Personal information
- Full name: Brian Robert Edrich
- Born: 18 August 1922 Cantley, Norfolk
- Died: 31 May 2009 (aged 86) Padstow, Cornwall
- Batting: Left-handed
- Bowling: Right-arm off break
- Role: Batsman
- Relations: Bill Edrich (brother); Eric Edrich (brother); Geoff Edrich (brother); John Edrich (cousin); Justin Edrich (nephew);

Domestic team information
- 1947–1953: Kent
- 1954–1956: Glamorgan
- 1966–1971: Oxfordshire
- FC debut: 10 May 1947 Kent v Lancashire
- Last FC: 19 July 1967 Minor Counties v Pakistanis
- LA debut: 3 May 1967 Oxfordshire v Cambridgeshire
- Last LA: 25 April 1970 Oxfordshire v Worcestershire

Career statistics
| Competition | First-class | List A |
| Matches | 181 | 2 |
| Runs scored | 5,529 | 34 |
| Batting average | 19.96 | 17.00 |
| 100s/50s | 4/17 | 0/0 |
| Top score | 193* | 34 |
| Balls bowled | 9,347 | 0 |
| Wickets | 137 | – |
| Bowling average | 33.18 | – |
| 5 wickets in innings | 4 | – |
| 10 wickets in match | 0 | – |
| Best bowling | 7/41 | – |
| Catches/stumpings | 130/– | 0/– |
- Source: CricInfo, 4 June 2017

= Brian Edrich =

English cricketer

Brian Robert Edrich (18 August 1922 – 31 May 2009) was an English cricketer who played first-class cricket for Kent and Glamorgan between 1947 and 1956. He was a member of the Edrich cricketing family from Norfolk. His three brothers, Eric, Geoff and Bill, and his cousin, John, all played first-class cricket.

==Early life==
Edrich was born in Cantley, Norfolk in 1922. He grew up on the family farm near Lingwood and in East Yorkshire when the family moved north in 1932, returning to live near Heacham. He played cricket for Heacham, playing for the First XI by 1938, aged 16. He was playing for an Edrich family team in 1938 when he was recommended as a promising youngster to Kent County Cricket Club who offered him a contract for the 1939 season without seeing him play.

==Cricket career==
Edrich signed for Kent in 1939 and played for the Second XI during his first season. The Second World War intervened and Edrich was not able to make his first-class cricket debut until the 1947 season. During the war he served in the Royal Air Force in Canada, India and Ceylon.

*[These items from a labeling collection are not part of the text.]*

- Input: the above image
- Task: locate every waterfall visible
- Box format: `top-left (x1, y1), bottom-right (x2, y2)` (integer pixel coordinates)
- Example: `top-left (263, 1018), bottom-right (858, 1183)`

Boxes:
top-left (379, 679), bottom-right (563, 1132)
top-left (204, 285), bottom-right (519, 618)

After making his debut against Lancashire in May 1947, he went on to play 181 first-class matches for Kent and Glamorgan between 1947 and 1956, scoring 5,529 runs. He broke into the Kent First XI as a regular in 1949, scoring 893 runs and taking 37 wickets, including both his career high score (193 scored against Sussex) and best bowling figures (7/41 taken against Hampshire). His innings against Sussex set a new Kent record partnership of 161 for the ninth wicket, made with Fred Ridgway at Tunbridge Wells.

He was awarded his county cap by Kent in 1949 and his most prolific season was 1951 in which he passed 1,000 runs for the only time in his career, finishing with 1,267, including two centuries, and took 49 wickets. After this season he bowled rarely and his form became "patchy" and he was released by Kent after making 128 appearances at the end of the 1953 season. He joined Glamorgan for three seasons as a player, becoming an assistant coach in 1956 and playing in the Second XI to help develop young players. Financial cutbacks led to his coaching role being lost in the early 1960s and he moved to coach cricket at St Edward's School, Oxford in 1964.

Whilst working in Oxford he played for Oxfordshire between 1966 and 1971, making 28 appearances in the Minor Counties Championship and playing twice in the Gillette Cup. He made one appearance for the Minor Counties representative team against the touring Pakistanis in 1967, his final first-class match.

==Later life==
Edrich died at Padstow in Cornwall in 2009 aged 86.